New estimates released by Finance Commissioner Rebecca Wyke show a $785 million structural gap that loomed over the 2006-07 budget cycle trimmed to $733 million. The figure is expected to be adjusted further as the 2005 legislative session draws closer.

The new figure represents an even sharper drop from the $900 million structural gap that was estimated early this year.

“I think we’ve made a lot of progress and I think we’re continuing to make progress, and at the same time we still have more work to do,” said Gov. John Baldacci.

The administration revised its fiscal assumptions after receiving current services budgets from the individual state departments for the next two-year budget cycle, which begins in July 2005, Wyke said.

The $733 million shortfall includes a portion of the roughly $250 million needed to fulfill the state’s obligation to provide 55 percent of public school funding. Voters in June approved an initiated referendum calling for the 55 percent funding level, up from the current state share of 42 percent.

Health coverage for state employees and costs associated with the Maine Care program are also major factors in the gap, the administration’s top finance official said.

Baldacci, viewing Maine’s fiscal challenges within the context of two budget cycles, said the $733 million represents nearly a halving of the structural gap the state faced two years ago. “We’ve made significant strides from where we were before,” he said.

Structural changes within departments helped to stretch revenues without a broad-based tax increase during the last budget cycle. Departments were flat-funded and a number of one-time revenue enhancers, such as the sale of the state’s liquor business, were also put in place.

Even with the $733 million gap remaining, Baldacci sees no need for a tax hike.

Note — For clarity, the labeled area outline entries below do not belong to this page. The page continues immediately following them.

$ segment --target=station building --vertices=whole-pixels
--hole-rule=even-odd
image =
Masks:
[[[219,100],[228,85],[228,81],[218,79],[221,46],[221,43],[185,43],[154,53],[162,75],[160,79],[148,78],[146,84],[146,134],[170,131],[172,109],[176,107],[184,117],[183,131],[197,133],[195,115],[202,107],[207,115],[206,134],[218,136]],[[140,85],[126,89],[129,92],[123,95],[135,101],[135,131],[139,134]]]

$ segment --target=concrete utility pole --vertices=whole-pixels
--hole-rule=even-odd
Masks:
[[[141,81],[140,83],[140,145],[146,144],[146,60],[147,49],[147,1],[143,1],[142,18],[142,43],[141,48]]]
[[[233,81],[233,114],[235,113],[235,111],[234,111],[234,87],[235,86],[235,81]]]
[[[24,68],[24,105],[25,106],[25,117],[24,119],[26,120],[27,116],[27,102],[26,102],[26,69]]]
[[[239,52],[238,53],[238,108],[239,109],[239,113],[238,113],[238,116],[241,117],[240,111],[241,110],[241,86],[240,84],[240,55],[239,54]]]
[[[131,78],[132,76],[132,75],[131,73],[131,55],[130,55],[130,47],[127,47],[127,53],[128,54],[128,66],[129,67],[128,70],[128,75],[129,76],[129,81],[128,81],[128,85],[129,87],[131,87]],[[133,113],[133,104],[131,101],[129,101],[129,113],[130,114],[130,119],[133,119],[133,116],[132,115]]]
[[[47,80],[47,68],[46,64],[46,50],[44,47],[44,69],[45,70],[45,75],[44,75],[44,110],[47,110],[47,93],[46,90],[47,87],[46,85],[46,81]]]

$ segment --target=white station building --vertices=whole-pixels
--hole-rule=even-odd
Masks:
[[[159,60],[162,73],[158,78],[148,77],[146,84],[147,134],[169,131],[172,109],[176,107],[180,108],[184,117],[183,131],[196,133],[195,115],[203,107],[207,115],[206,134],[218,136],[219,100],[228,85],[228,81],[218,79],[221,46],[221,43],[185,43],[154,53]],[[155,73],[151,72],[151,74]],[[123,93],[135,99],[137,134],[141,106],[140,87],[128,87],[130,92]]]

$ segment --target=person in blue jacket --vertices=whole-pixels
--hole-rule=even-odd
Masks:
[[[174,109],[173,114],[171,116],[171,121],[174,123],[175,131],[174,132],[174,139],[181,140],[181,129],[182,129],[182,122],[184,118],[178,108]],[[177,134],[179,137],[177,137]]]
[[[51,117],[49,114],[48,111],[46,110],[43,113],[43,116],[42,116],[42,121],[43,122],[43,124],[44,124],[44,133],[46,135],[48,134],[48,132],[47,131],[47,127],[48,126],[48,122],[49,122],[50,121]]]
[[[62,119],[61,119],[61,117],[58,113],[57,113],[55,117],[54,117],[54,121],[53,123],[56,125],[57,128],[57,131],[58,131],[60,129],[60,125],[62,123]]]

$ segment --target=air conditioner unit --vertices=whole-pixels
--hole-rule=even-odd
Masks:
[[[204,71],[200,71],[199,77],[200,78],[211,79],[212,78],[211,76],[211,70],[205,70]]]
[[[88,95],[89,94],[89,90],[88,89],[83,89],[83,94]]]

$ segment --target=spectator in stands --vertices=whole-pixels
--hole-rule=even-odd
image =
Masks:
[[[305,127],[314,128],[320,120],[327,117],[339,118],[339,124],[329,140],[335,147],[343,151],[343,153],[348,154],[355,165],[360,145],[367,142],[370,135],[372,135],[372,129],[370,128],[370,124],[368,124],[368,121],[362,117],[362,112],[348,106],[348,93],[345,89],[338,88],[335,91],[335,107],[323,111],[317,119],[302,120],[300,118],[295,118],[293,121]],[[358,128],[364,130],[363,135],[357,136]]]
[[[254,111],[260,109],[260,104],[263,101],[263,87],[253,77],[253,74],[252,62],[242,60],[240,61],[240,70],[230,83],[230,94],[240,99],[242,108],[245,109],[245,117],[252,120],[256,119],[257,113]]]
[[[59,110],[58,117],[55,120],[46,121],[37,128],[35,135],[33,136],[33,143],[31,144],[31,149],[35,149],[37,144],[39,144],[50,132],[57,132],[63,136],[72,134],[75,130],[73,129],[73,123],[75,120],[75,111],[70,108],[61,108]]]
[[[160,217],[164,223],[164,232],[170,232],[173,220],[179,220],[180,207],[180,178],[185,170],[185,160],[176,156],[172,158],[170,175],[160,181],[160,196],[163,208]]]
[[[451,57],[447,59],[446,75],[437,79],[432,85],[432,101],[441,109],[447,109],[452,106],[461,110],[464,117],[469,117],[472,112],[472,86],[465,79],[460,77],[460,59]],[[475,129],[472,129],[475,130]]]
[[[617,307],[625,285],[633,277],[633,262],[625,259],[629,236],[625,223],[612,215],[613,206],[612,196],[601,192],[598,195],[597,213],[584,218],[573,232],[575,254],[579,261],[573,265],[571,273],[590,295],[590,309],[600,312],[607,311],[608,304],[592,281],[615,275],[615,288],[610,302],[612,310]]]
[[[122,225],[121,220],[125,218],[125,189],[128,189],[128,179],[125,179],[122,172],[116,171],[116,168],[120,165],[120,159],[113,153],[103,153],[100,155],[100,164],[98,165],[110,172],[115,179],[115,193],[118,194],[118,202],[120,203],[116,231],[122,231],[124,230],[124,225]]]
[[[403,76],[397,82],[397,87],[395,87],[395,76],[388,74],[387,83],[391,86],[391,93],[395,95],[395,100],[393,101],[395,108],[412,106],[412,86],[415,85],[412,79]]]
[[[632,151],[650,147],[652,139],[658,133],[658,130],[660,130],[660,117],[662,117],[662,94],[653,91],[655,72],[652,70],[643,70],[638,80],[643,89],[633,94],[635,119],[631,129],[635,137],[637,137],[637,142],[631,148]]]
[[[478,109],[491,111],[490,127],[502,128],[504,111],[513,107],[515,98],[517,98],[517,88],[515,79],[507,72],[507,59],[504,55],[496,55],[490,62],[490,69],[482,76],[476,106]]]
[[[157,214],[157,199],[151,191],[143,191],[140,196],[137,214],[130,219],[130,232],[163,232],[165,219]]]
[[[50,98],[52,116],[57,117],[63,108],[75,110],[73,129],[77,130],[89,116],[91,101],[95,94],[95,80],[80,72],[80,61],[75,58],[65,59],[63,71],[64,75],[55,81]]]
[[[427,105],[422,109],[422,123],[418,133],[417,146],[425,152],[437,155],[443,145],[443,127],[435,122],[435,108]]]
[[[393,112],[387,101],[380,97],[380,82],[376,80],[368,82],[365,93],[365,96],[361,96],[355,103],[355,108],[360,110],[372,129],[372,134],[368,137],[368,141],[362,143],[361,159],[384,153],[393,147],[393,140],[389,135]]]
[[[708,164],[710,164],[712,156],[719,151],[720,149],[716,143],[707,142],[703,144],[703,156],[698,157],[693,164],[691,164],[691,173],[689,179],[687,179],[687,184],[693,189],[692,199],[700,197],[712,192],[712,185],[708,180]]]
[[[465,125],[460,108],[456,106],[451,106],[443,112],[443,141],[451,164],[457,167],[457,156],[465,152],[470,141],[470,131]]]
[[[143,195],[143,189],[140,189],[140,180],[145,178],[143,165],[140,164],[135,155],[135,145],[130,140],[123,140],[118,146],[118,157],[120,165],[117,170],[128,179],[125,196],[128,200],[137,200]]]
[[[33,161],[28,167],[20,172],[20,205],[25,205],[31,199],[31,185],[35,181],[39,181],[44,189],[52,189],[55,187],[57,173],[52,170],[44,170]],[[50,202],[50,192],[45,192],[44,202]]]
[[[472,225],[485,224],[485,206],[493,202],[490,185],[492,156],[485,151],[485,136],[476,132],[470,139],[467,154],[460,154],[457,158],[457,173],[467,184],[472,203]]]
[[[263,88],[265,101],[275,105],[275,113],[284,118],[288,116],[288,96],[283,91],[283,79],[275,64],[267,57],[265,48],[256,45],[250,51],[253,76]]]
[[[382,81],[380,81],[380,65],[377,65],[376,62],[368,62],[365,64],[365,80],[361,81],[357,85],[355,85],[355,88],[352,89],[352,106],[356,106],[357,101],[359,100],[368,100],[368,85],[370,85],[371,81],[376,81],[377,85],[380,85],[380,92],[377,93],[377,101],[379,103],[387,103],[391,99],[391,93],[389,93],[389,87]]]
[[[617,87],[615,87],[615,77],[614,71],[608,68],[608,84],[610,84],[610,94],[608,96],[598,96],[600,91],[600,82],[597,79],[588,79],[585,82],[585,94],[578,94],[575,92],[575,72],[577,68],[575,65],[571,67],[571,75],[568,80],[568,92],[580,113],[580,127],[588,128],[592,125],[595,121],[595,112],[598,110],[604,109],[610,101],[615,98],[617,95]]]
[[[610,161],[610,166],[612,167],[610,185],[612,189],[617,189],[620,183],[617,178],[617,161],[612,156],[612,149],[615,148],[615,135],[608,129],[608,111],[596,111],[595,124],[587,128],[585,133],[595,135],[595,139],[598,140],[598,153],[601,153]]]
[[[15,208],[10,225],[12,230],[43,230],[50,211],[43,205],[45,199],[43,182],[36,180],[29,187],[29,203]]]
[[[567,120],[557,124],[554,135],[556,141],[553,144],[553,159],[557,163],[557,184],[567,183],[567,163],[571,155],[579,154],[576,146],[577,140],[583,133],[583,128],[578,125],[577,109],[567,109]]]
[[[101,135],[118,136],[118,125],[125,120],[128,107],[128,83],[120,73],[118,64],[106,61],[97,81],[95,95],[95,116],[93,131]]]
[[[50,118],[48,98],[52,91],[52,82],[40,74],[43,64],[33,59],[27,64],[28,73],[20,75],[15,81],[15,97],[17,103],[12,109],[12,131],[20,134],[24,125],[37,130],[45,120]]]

“There’s no question about it,” the governor said. “There won’t be a tax increase in order to balance this budget.”

The ranking Republican on the Appropriations Committee, Rep. Richard Rosen of Bucksport, said the new figures continue to validate “what we have known since last spring. The next Legislature is going to face a pretty serious structural gap.”

Rosen, a state Senate candidate, added that he’s disappointed there hasn’t been more discussion in Augusta and in legislative campaigns of how to close the gap.

Baldacci said he is optimistic that revenue forecasters will come out with figures showing income growth, which would narrow the gap further.

“These indicators are moving in the right direction,” said Baldacci.

The figure is expected to be adjusted further as the next legislative session draws closer, Wyke said.

“I think it will fluctuate but I don’t think it will be drastic,” she said.